Have you ever been restless because of an unresolved situation in your life?
What happens when you try to fix the problem without accepting the reality of it first? When I’m faced with problematic situations that cause me anxiety or fear, my gut impulse is to fix it as soon as possible. I want to say I’m sorry, buy a new one, talk it to death, run away for a while, or just ignore it.
Problem solving requires a lot of wisdom, courage, clarity and confidence. Ironically, when we first learn of a problem or create a problem, we’re not quite ready to solve it.
Decision-making is a process. And problem solving is all about making decisions.
This is a process of becoming aware, accepting what is, and then finally taking action.
Below is a reading I designed that leads you through the process.
Read it to yourself or to a friend. Leave a comment below letting me know how this has helped you. Or share your secrets to finding acceptance.
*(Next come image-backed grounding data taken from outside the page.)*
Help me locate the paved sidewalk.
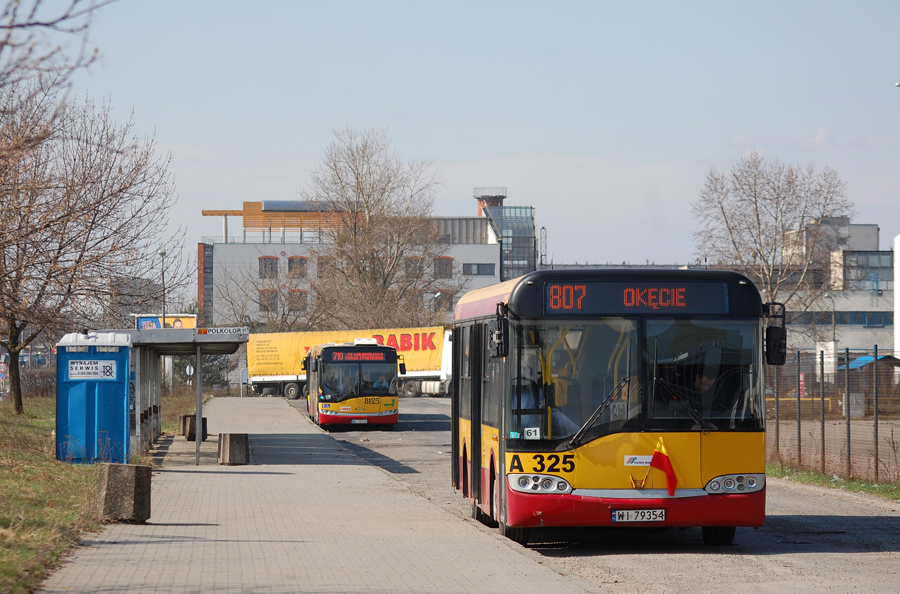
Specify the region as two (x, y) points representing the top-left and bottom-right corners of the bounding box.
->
(38, 397), (603, 594)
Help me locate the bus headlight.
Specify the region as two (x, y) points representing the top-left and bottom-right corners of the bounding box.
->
(705, 473), (765, 495)
(508, 474), (572, 495)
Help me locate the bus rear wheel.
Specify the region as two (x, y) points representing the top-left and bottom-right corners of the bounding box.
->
(701, 526), (735, 546)
(499, 522), (530, 546)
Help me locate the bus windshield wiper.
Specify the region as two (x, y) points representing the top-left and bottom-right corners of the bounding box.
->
(568, 377), (629, 448)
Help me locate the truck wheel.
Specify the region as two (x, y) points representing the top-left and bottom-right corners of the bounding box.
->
(403, 381), (418, 398)
(284, 383), (300, 400)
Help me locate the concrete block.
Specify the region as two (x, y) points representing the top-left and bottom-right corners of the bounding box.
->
(218, 433), (249, 465)
(184, 416), (208, 441)
(95, 463), (151, 523)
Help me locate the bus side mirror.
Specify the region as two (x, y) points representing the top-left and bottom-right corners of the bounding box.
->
(763, 301), (786, 366)
(489, 317), (508, 358)
(399, 363), (407, 375)
(765, 326), (786, 366)
(301, 359), (307, 372)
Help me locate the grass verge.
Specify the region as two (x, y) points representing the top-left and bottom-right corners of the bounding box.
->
(767, 462), (900, 501)
(0, 397), (101, 594)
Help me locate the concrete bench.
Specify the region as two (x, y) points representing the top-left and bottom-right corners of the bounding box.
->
(182, 415), (208, 442)
(218, 433), (249, 465)
(95, 463), (151, 523)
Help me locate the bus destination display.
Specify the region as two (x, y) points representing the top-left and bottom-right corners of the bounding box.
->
(328, 350), (388, 362)
(544, 281), (729, 315)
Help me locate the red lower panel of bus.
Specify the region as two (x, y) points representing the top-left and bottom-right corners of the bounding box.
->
(318, 413), (398, 426)
(505, 484), (766, 528)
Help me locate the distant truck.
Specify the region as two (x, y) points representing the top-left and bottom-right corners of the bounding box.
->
(246, 326), (451, 398)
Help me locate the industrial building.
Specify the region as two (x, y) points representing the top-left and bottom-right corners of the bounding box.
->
(198, 189), (538, 327)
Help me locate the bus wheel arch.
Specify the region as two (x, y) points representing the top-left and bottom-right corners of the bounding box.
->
(486, 458), (499, 528)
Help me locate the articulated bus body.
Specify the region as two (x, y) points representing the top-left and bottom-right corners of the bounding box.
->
(304, 340), (401, 428)
(451, 269), (785, 546)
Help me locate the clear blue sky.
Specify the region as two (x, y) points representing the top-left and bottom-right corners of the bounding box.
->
(69, 1), (900, 266)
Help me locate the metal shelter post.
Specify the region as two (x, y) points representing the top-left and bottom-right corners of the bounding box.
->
(195, 345), (202, 466)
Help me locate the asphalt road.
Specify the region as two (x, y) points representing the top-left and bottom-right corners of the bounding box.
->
(289, 396), (900, 593)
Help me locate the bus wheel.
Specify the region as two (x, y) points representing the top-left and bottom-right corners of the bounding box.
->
(284, 383), (300, 400)
(701, 526), (736, 546)
(499, 522), (530, 546)
(403, 381), (418, 398)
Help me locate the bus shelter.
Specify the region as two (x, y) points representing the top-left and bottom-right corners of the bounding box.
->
(112, 327), (248, 461)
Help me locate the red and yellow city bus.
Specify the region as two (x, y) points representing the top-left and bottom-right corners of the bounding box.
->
(304, 339), (405, 429)
(451, 269), (786, 545)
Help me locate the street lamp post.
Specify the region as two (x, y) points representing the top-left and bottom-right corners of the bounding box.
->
(159, 249), (167, 327)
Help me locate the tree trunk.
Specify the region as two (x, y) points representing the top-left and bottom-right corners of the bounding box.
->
(7, 319), (24, 415)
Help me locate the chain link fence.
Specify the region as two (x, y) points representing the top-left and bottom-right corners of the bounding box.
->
(766, 347), (900, 482)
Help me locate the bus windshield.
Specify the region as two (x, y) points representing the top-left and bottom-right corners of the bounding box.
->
(508, 318), (640, 441)
(506, 317), (763, 443)
(319, 362), (398, 401)
(647, 319), (761, 429)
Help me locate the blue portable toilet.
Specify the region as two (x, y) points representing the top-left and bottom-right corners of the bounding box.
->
(56, 332), (132, 464)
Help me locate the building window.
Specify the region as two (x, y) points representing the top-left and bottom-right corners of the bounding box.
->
(287, 256), (308, 278)
(288, 290), (308, 312)
(259, 256), (278, 279)
(258, 289), (278, 313)
(433, 257), (453, 279)
(463, 263), (495, 276)
(405, 257), (425, 278)
(788, 311), (894, 327)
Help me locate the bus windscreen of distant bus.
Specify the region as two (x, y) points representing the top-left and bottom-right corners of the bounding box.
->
(319, 350), (398, 401)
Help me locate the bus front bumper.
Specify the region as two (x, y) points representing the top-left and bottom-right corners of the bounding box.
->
(506, 485), (766, 529)
(318, 410), (398, 426)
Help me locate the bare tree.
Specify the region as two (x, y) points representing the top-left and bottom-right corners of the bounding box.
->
(0, 91), (187, 414)
(692, 151), (854, 337)
(299, 127), (464, 330)
(0, 0), (105, 155)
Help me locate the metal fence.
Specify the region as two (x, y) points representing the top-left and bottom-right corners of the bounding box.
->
(766, 347), (900, 483)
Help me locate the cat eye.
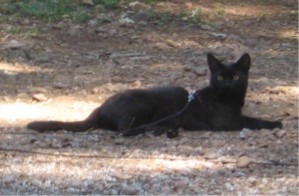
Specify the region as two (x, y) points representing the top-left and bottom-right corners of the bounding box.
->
(233, 75), (240, 80)
(217, 75), (224, 80)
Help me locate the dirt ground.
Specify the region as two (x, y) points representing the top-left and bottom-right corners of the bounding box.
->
(0, 0), (298, 194)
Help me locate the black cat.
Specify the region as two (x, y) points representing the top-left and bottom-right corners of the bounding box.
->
(27, 53), (282, 137)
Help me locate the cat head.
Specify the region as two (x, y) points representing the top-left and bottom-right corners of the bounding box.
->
(207, 53), (251, 94)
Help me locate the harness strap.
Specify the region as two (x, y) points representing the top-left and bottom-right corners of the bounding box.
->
(122, 90), (199, 136)
(188, 90), (196, 102)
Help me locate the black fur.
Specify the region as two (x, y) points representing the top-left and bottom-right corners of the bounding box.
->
(27, 53), (282, 136)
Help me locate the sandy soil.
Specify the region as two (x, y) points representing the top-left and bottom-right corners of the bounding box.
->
(0, 0), (298, 194)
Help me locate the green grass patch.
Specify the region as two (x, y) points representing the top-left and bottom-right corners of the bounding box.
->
(0, 0), (121, 22)
(7, 25), (39, 36)
(4, 0), (81, 21)
(178, 7), (202, 23)
(143, 0), (160, 4)
(94, 0), (120, 9)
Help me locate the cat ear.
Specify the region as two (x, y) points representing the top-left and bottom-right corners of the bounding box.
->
(207, 53), (222, 73)
(236, 53), (251, 71)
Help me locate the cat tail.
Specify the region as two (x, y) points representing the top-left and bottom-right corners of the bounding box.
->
(27, 106), (103, 132)
(27, 119), (97, 132)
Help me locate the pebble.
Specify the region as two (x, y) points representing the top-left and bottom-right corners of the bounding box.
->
(32, 93), (48, 102)
(131, 11), (150, 24)
(88, 19), (99, 27)
(225, 182), (234, 191)
(82, 0), (94, 6)
(200, 24), (215, 31)
(204, 151), (219, 159)
(275, 130), (287, 138)
(237, 156), (252, 168)
(166, 39), (180, 48)
(239, 128), (253, 139)
(121, 185), (138, 195)
(179, 137), (189, 145)
(2, 40), (28, 49)
(209, 32), (227, 39)
(53, 82), (70, 89)
(108, 29), (117, 36)
(191, 67), (207, 76)
(129, 1), (151, 10)
(119, 18), (135, 27)
(114, 138), (125, 145)
(174, 179), (189, 190)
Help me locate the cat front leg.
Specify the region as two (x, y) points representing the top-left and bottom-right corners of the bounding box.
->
(238, 115), (282, 130)
(181, 118), (209, 131)
(121, 126), (147, 136)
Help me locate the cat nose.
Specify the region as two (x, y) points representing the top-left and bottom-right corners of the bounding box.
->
(224, 81), (230, 86)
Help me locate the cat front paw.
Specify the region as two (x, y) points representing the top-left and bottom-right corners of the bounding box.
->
(166, 129), (179, 138)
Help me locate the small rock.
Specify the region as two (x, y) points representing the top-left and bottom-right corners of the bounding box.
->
(95, 26), (107, 33)
(131, 80), (142, 88)
(96, 14), (112, 23)
(3, 70), (17, 76)
(121, 185), (138, 195)
(2, 40), (28, 49)
(227, 34), (242, 41)
(209, 32), (227, 38)
(275, 130), (287, 138)
(281, 42), (291, 47)
(22, 19), (30, 25)
(119, 18), (135, 26)
(68, 25), (82, 36)
(179, 137), (188, 145)
(260, 129), (275, 140)
(53, 82), (70, 89)
(32, 93), (48, 102)
(200, 132), (213, 138)
(257, 142), (269, 148)
(129, 1), (151, 10)
(44, 180), (52, 187)
(237, 156), (252, 168)
(166, 39), (180, 48)
(108, 28), (117, 36)
(81, 0), (94, 6)
(174, 179), (189, 189)
(200, 24), (215, 31)
(204, 151), (219, 159)
(91, 87), (101, 94)
(95, 4), (106, 12)
(239, 128), (253, 139)
(242, 20), (252, 25)
(131, 11), (150, 24)
(88, 19), (99, 26)
(185, 66), (207, 77)
(225, 182), (234, 191)
(213, 21), (224, 29)
(114, 138), (125, 145)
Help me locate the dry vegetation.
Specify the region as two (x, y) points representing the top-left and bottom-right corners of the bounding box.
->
(0, 0), (298, 194)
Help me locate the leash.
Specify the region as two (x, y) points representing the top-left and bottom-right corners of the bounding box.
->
(120, 91), (198, 137)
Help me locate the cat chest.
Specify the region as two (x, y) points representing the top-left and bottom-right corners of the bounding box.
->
(207, 103), (241, 129)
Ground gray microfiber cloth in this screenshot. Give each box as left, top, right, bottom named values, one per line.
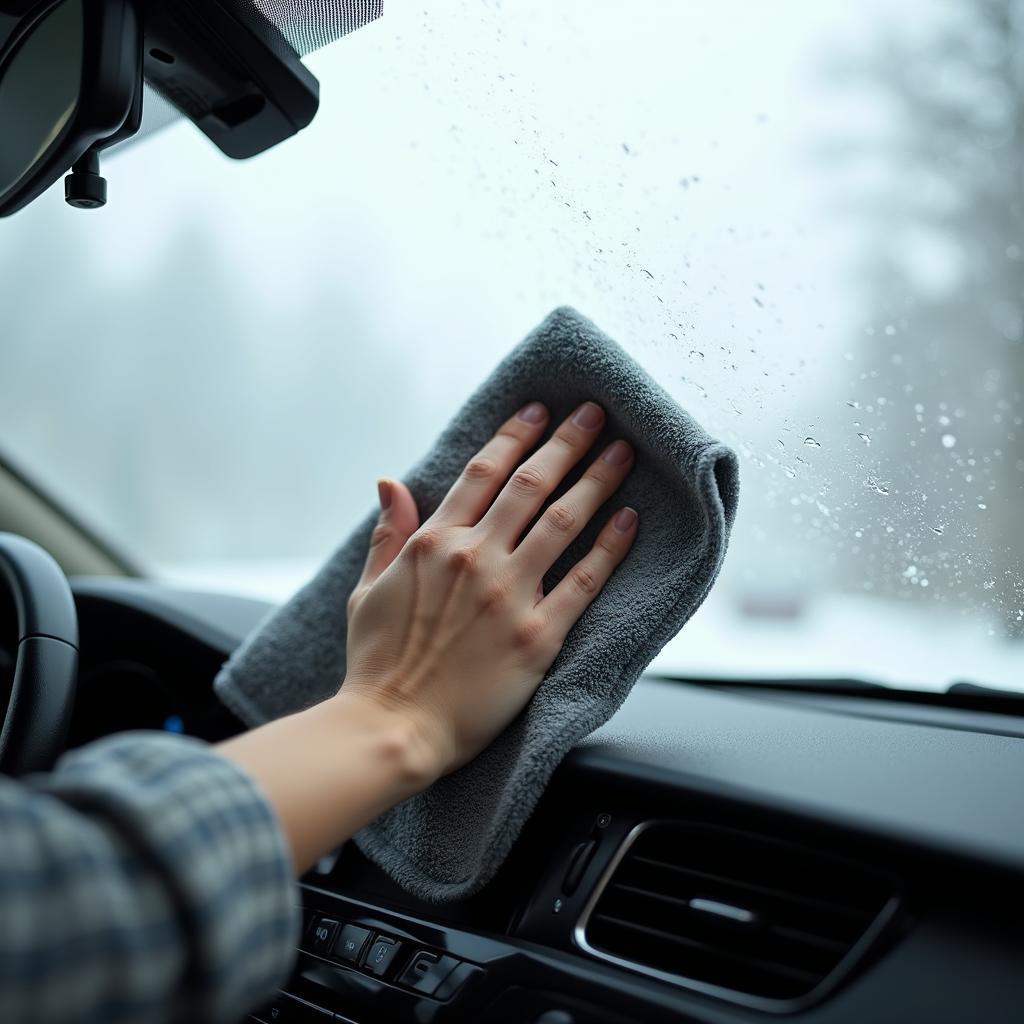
left=215, top=306, right=739, bottom=902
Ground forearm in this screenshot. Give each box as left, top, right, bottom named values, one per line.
left=217, top=689, right=443, bottom=873
left=0, top=733, right=297, bottom=1024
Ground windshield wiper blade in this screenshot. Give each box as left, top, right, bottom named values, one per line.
left=947, top=680, right=1024, bottom=703
left=651, top=674, right=1024, bottom=718
left=649, top=674, right=891, bottom=693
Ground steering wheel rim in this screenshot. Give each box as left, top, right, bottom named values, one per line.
left=0, top=533, right=78, bottom=776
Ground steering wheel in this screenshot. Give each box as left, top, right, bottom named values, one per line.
left=0, top=533, right=79, bottom=776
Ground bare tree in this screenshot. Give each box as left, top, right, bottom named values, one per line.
left=830, top=0, right=1024, bottom=634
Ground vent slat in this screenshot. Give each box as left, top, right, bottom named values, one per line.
left=582, top=823, right=896, bottom=1005
left=592, top=913, right=820, bottom=986
left=610, top=882, right=849, bottom=965
left=770, top=924, right=849, bottom=955
left=629, top=854, right=872, bottom=923
left=589, top=914, right=818, bottom=1002
left=602, top=883, right=843, bottom=977
left=618, top=856, right=869, bottom=945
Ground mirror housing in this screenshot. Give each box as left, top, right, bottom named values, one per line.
left=0, top=0, right=141, bottom=217
left=0, top=0, right=321, bottom=218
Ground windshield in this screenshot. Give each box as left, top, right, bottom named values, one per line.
left=1, top=0, right=1022, bottom=693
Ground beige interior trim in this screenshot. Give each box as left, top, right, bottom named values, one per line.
left=0, top=462, right=134, bottom=577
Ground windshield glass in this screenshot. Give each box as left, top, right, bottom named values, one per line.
left=1, top=0, right=1022, bottom=692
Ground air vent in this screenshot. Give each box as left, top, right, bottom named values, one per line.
left=575, top=821, right=898, bottom=1009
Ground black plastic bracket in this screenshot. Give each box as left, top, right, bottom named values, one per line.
left=142, top=0, right=319, bottom=159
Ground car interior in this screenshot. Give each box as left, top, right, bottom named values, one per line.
left=1, top=1, right=1023, bottom=1023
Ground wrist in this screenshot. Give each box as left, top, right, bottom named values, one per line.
left=325, top=684, right=447, bottom=795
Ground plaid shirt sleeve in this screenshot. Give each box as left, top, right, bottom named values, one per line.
left=0, top=731, right=300, bottom=1024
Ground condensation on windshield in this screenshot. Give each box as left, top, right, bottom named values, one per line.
left=0, top=0, right=1020, bottom=690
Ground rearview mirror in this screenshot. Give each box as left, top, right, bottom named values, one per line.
left=1, top=0, right=323, bottom=219
left=0, top=0, right=142, bottom=216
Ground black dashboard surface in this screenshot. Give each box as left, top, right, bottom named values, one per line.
left=578, top=677, right=1024, bottom=873
left=65, top=578, right=1024, bottom=1023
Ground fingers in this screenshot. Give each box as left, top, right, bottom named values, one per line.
left=479, top=401, right=607, bottom=545
left=514, top=439, right=634, bottom=576
left=430, top=402, right=551, bottom=527
left=357, top=478, right=420, bottom=589
left=539, top=506, right=638, bottom=638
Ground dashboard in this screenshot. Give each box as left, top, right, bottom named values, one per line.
left=58, top=577, right=1024, bottom=1024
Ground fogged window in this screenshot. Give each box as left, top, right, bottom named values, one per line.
left=0, top=0, right=1021, bottom=689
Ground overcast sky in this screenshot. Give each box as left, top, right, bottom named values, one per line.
left=85, top=0, right=902, bottom=419
left=10, top=0, right=1021, bottom=689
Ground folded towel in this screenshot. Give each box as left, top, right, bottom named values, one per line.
left=215, top=306, right=739, bottom=902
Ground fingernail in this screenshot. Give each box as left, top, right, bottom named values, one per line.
left=613, top=507, right=637, bottom=532
left=517, top=401, right=547, bottom=424
left=377, top=479, right=393, bottom=511
left=602, top=440, right=632, bottom=465
left=572, top=401, right=604, bottom=430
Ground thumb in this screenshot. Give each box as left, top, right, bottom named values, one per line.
left=359, top=478, right=420, bottom=587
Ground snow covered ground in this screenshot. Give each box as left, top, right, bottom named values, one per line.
left=158, top=559, right=1024, bottom=694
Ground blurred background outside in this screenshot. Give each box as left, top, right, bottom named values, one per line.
left=1, top=0, right=1022, bottom=690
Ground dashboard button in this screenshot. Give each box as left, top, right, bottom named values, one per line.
left=365, top=936, right=402, bottom=976
left=308, top=918, right=339, bottom=957
left=397, top=951, right=460, bottom=996
left=433, top=961, right=482, bottom=1001
left=333, top=923, right=372, bottom=964
left=252, top=991, right=332, bottom=1022
left=251, top=999, right=291, bottom=1023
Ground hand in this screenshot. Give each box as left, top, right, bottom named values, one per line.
left=219, top=399, right=638, bottom=873
left=341, top=400, right=638, bottom=780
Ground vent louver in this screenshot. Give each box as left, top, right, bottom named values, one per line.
left=576, top=822, right=898, bottom=1009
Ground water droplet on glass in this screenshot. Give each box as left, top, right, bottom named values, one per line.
left=903, top=564, right=918, bottom=578
left=846, top=400, right=860, bottom=409
left=803, top=436, right=821, bottom=447
left=783, top=465, right=796, bottom=479
left=983, top=579, right=996, bottom=590
left=941, top=433, right=956, bottom=449
left=776, top=439, right=785, bottom=449
left=938, top=414, right=951, bottom=426
left=689, top=349, right=705, bottom=360
left=978, top=502, right=988, bottom=510
left=931, top=526, right=944, bottom=536
left=858, top=432, right=872, bottom=445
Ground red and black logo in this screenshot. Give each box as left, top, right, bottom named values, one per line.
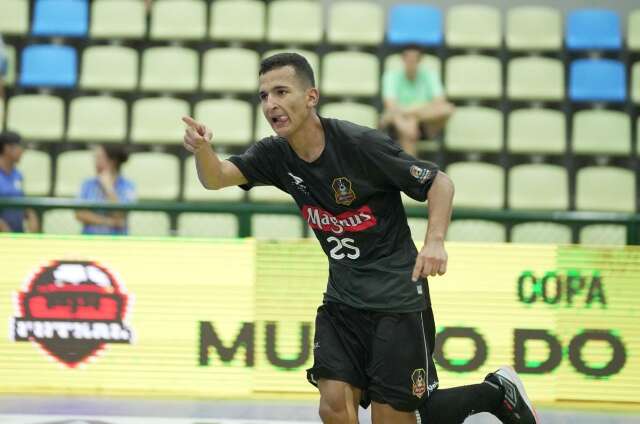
left=11, top=260, right=134, bottom=368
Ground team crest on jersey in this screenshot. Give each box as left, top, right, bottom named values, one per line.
left=411, top=368, right=427, bottom=398
left=332, top=177, right=356, bottom=206
left=410, top=165, right=431, bottom=184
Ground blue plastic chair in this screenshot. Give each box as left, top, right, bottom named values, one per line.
left=20, top=44, right=77, bottom=88
left=31, top=0, right=88, bottom=37
left=387, top=4, right=443, bottom=46
left=566, top=8, right=621, bottom=51
left=569, top=59, right=625, bottom=102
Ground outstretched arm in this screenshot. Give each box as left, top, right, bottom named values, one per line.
left=182, top=116, right=248, bottom=190
left=412, top=171, right=455, bottom=281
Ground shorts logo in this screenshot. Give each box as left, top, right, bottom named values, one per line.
left=331, top=177, right=356, bottom=206
left=411, top=368, right=427, bottom=398
left=10, top=260, right=134, bottom=368
left=410, top=165, right=431, bottom=185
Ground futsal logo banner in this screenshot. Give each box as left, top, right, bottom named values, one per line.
left=10, top=260, right=134, bottom=368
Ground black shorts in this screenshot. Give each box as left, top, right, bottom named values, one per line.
left=306, top=302, right=439, bottom=412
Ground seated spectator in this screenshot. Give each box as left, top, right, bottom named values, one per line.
left=380, top=45, right=455, bottom=156
left=75, top=144, right=135, bottom=235
left=0, top=131, right=40, bottom=233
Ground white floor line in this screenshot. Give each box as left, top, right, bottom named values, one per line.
left=0, top=415, right=318, bottom=424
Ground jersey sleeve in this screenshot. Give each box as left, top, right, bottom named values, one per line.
left=227, top=137, right=286, bottom=191
left=358, top=130, right=439, bottom=202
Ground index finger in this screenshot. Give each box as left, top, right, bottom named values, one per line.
left=411, top=256, right=424, bottom=282
left=182, top=116, right=205, bottom=135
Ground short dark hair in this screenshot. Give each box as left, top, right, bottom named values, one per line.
left=259, top=53, right=316, bottom=88
left=101, top=144, right=129, bottom=172
left=0, top=131, right=21, bottom=155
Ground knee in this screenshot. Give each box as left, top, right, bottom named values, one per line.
left=319, top=398, right=357, bottom=424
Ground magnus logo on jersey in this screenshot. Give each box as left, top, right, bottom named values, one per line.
left=331, top=177, right=356, bottom=206
left=410, top=165, right=431, bottom=184
left=303, top=205, right=377, bottom=235
left=411, top=368, right=427, bottom=398
left=10, top=260, right=134, bottom=368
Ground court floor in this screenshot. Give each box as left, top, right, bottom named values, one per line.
left=0, top=396, right=639, bottom=424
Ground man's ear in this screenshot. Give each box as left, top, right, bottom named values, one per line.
left=307, top=87, right=320, bottom=108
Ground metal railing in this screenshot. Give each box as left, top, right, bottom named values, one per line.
left=1, top=197, right=638, bottom=244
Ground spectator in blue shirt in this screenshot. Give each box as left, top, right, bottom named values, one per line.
left=75, top=144, right=136, bottom=235
left=0, top=131, right=40, bottom=233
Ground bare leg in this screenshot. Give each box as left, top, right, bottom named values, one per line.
left=412, top=99, right=455, bottom=139
left=391, top=113, right=419, bottom=156
left=371, top=402, right=416, bottom=424
left=318, top=379, right=362, bottom=424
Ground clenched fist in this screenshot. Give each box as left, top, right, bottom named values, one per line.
left=182, top=116, right=213, bottom=153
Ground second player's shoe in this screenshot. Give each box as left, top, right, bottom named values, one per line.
left=484, top=365, right=540, bottom=424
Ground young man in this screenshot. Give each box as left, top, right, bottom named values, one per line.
left=0, top=131, right=39, bottom=233
left=380, top=45, right=455, bottom=156
left=182, top=53, right=539, bottom=424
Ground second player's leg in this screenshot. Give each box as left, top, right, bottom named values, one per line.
left=318, top=379, right=362, bottom=424
left=371, top=402, right=417, bottom=424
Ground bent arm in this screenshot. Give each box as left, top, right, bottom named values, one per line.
left=194, top=146, right=247, bottom=190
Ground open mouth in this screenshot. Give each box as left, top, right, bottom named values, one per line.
left=271, top=115, right=289, bottom=129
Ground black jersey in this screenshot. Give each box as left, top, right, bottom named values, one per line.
left=228, top=117, right=439, bottom=312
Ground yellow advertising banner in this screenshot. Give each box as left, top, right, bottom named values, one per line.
left=0, top=235, right=638, bottom=405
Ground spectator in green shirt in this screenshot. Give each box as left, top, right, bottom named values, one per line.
left=381, top=45, right=455, bottom=156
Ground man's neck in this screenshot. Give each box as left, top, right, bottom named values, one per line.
left=0, top=156, right=14, bottom=175
left=288, top=113, right=325, bottom=163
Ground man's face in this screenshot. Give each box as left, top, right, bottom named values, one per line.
left=402, top=49, right=422, bottom=77
left=258, top=66, right=318, bottom=138
left=3, top=144, right=24, bottom=164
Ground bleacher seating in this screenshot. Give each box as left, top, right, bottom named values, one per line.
left=328, top=2, right=384, bottom=46
left=90, top=0, right=146, bottom=39
left=1, top=2, right=637, bottom=242
left=67, top=96, right=127, bottom=143
left=572, top=109, right=631, bottom=155
left=79, top=45, right=139, bottom=91
left=569, top=59, right=626, bottom=102
left=210, top=0, right=265, bottom=42
left=150, top=0, right=207, bottom=41
left=122, top=152, right=180, bottom=200
left=20, top=45, right=77, bottom=88
left=446, top=4, right=502, bottom=49
left=194, top=99, right=253, bottom=146
left=566, top=8, right=622, bottom=51
left=7, top=94, right=65, bottom=141
left=506, top=6, right=562, bottom=51
left=507, top=109, right=565, bottom=154
left=0, top=0, right=30, bottom=36
left=267, top=0, right=322, bottom=45
left=386, top=4, right=443, bottom=46
left=31, top=0, right=88, bottom=38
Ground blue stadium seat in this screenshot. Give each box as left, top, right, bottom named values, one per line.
left=566, top=8, right=621, bottom=51
left=569, top=59, right=625, bottom=102
left=31, top=0, right=88, bottom=37
left=20, top=45, right=77, bottom=88
left=387, top=4, right=442, bottom=46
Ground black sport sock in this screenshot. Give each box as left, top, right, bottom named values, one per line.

In my attempt to control chaos around me I imagine the thing I’m going to loose. Squeezing tighter only increases my unrest. I fear loss. But what is it that I’m afraid of loosing?
So here is what I tell myself.
I know that I’m going to be all right no matter what.
I try to accept what is. It’s painful to sit in the acceptance because I fear that if I accept what is, I will condone an intolerable situation and I will remain stuck. But sometimes I need to realize that I actually have 2 good choices in front of me. Not 1 bad choice and 1 good choice. I need to give myself permission to accept what is simply for what it is. My acceptance does not mean that I tolerate the intolerable. It means I see it for what it is.
Awareness – Acceptance – Action; this is the process of life. Each step requires a different kind of energy.
There’s a different kind of energy for coming to acceptance than there is for taking action. Yet I find that in my fear, I jump from awareness to action. Acceptance is often times about waiting and being still. And action is what has made me feel safe in the past.
If I want to accept what is, I can find a patch of my own that I can control in the mean time.
Waiting is painful and uncomfortable that’s why I need something other than my “big decision” to focus on. I will find that patch of life I can work on.
I have choices.
The amount of energy I use to deal with the thing I’ve not yet accepted, robs me of the energy I need to take action in the future.
It is in the resting and stillness of acceptance that I store up the energy I need to take the right action. Not action motivated by fear, but action born out of peace. Lack of acceptance fatigues me.
Acceptance preserves and restores me. Today, I can accept what is.
Brenda says
Thank you for this, Brianna. It’s expressed clearly and with great feeling. I sense a balance of head and heart in what and how you write.
Brianna Lamberson says
Thanks Brenda! And thank you for the additional info. I took that into consideration.